Two of the most pervasive themes of Schumpeter’s oeuvre are Nietzschean: the role of the superior few as a source of creativity, and the stultifying effects of the resentment of the many against the claims and creativity of the few.

On p. 294:

He argued that it was precisely the dynamism injected into capitalist society by the entrepreneur that made him an object of antipathy. For the rise of a new entrepreneur…necessarily meant the relative economic decline of those ensconced in the status quo…

In attempting to account for the appeal of socialism, Schumpeter borrowed not only from Nietzsche but from the Italian political theorist Vilfredo Pareto…Pareto’s 1901 essay “The Rise and Fall of Elites,” conveys two themes to which Schumpeter would return time and time again: the inevitability of elites, and the importance of nonrational and nonlogical drives in explaining social action. Pareto suggested that the victory of socialism was “most probable and almost inevitable.” Yet, he predicted…the reality of elites would not change. It was almost impossible to convince socialists of the fallacy of their doctrine, Pareto asserted, since they were enthusiasts of a substitute religion. In such circumstances, arguments are invented to justify actions that were arrived at before the facts were examined, motivated by nonrational drives.

p. 306:

Schumpeter was skeptical of the government’s antitrust efforts…What those who criticized monopoly in the name of free competition failed to understand was that it was in the very nature of dynamic capitalism to produce high, “monopoly” profits for those who were the first to innovate successfully…large firms had to continue to innovate or face decline…

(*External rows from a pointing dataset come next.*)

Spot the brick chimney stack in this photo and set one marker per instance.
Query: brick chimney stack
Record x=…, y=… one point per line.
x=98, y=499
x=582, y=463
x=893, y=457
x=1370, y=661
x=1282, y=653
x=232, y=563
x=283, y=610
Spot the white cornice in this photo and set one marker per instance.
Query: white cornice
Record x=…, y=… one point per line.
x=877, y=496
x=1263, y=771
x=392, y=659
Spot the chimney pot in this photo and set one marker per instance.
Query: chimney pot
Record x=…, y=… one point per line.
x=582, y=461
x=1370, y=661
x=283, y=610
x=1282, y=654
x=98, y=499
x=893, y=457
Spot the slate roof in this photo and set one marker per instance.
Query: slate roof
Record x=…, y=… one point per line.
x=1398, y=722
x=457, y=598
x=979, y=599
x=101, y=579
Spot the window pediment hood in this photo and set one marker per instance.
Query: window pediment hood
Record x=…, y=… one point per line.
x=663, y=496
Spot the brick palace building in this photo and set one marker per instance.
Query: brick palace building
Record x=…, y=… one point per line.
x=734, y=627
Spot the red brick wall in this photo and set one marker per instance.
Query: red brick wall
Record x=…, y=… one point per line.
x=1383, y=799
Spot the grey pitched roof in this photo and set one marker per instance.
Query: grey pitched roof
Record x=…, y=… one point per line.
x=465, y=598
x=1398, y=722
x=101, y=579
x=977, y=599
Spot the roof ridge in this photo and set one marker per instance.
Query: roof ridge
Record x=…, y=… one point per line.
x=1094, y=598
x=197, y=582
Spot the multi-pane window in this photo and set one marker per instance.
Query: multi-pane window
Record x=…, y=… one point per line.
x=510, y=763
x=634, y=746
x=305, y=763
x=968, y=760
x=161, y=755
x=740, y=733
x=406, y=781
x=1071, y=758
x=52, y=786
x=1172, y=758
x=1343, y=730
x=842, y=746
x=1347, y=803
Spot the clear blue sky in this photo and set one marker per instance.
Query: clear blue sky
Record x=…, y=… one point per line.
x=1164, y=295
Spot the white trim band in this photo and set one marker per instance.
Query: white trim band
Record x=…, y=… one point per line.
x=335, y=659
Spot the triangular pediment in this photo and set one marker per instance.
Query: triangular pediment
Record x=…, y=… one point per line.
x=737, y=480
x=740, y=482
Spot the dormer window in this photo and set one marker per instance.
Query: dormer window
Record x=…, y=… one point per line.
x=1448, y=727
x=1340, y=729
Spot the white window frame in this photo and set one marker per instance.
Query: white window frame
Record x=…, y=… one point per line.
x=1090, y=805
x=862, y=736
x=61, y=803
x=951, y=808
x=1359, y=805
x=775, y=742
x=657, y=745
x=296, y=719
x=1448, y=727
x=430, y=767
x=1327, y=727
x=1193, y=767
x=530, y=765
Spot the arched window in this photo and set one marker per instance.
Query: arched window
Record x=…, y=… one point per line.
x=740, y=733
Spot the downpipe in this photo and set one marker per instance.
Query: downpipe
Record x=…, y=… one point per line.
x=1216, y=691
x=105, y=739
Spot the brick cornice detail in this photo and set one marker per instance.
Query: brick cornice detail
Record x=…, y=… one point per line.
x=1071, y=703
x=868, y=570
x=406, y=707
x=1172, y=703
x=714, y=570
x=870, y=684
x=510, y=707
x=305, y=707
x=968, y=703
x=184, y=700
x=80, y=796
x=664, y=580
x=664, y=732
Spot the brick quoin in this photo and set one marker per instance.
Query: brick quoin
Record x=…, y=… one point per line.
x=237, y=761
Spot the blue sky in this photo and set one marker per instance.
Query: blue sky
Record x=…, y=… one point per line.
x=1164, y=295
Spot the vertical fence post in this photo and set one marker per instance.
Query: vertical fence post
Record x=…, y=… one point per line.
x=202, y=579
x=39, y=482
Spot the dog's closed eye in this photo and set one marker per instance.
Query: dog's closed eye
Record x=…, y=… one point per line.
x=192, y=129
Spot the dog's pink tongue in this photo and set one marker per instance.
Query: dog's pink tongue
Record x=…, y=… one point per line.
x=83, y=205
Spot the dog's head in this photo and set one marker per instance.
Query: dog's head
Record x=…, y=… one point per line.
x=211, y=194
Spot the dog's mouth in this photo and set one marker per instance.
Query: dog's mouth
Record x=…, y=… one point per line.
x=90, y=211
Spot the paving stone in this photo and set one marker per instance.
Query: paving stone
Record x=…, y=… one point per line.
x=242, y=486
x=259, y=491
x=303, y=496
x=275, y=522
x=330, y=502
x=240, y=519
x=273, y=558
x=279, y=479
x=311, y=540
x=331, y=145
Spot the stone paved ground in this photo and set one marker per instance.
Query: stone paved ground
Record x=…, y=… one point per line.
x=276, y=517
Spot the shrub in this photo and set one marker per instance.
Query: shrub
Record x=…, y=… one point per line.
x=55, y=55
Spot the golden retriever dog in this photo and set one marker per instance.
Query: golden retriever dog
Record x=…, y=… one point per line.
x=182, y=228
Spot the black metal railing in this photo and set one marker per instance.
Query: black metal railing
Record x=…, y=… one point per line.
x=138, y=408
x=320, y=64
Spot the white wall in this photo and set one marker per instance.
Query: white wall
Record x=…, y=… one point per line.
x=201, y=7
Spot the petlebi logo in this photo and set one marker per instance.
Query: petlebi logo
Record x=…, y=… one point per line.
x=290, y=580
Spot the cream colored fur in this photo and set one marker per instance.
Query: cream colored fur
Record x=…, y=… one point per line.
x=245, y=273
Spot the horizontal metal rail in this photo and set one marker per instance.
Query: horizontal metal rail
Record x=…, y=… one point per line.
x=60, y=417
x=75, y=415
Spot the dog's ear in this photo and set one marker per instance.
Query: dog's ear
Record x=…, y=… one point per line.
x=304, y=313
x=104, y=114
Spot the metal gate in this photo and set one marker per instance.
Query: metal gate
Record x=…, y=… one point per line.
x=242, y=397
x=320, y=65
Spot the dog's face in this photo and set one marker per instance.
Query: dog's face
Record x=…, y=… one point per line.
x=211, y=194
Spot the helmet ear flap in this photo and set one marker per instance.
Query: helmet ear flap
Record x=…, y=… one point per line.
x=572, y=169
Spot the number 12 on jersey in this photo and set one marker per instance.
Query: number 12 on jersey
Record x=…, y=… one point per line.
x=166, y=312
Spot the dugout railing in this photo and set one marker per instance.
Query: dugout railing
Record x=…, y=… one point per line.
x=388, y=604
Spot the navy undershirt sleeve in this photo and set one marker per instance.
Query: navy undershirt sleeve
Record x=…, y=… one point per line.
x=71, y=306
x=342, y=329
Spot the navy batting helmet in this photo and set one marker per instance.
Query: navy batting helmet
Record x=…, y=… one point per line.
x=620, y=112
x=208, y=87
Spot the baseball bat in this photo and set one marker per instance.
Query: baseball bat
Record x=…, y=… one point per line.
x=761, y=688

In the early 1930’s, the shock of the Depression and the dominant interpretation of the Depression by intellectuals had led to a “radicalization of the public mind” in the United States, which in turn had resulted in policies that left capitalism in shackles.

p. 309:

It was no accident, Schumpeter thought, that capitalism had been so productive…For it appeals to, and helps create, a system of motives that is both simple and forceful. It rewards success with wealth and, no less over, it attracts the brightest and most energetic into market-related activity: as capitalist values come to dominate, a large portion of those with “supernormal brains” move toward business, as opposed to military, governmental, cultural, or theological pursuits.